Woman who spent 22 years on death row has murder case thrown out

Woman who spent 22 years on death row has murder case thrown out

The only piece of evidence presented against Milke had been a confession to a detective, who had no evidence that the confession ever happened and had lost convictions because of misconduct before.

A woman in Arizona who spent 22 years on death row after being convicted of conspiring with two men to kill her son in order to collect insurance has had charges against her thrown out.

Debra Milke is only the second woman to have been exonerated after being sentenced to death in the United States, and the case was dismissed due to prosecutorial misconduct primarily on the part of the detective, Armando Saldate, who had claimed that Milke confessed the crime but couldn’t produce a recording, according to a CNN report.

Milke has always maintained her innocence, but she was convicted anywhere as prosecutors withheld the personnel record of Saldate that showed that he may have lied under oath in other cases. The men who were convicted of conspiring remain on death row.

Milke last saw her young son Christopher at a mall on December 1, 1989, when he was going to see Santa Clause.

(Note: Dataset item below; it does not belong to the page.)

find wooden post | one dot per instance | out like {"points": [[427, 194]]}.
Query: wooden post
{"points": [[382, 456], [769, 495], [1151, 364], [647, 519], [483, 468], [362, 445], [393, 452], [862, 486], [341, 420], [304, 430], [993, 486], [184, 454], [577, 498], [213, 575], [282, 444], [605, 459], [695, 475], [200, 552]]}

Her roomate, James Styers, then took the boy and called her saying he had disappeared, when in reality Styers and a friend drove te boy to a secluded ravine and shot him three times in the head. Both men were convicted of murder and sentenced to death. Styer’s friend, Roger Scott, allegedly implicated Milke, and prosecutors suggested during the trial that a $5,000 insurance policy that had been taken out on the child may have been the motivation, although neither Scott nor Styers would testify to that.

Although Saldate claimed to hear a confession from Milke, there was no recording of the interrogation and no one else witnessed it. Saldate also claimed he threw away his notes after writing up the report. Milke denied the claims, but the jury sided with Saldate and convicted Milke.

However, prosecutors failed to inform the court of a long history of misconduct by the detective. Four confessions or indictments had been tossed previously due to Saldate’s actions, and four other confessions were vacated because of a violation of a person’s constitutional rights. Finally, in 2013, an appeals court overturned Milke’s conviction, a decision that the state of Arizona appealed, but the state Supreme Court declined to hear the case, causing all charges to be dropped.

According to CNN, Milke departed the courtroom after being freed, sobbing with relief.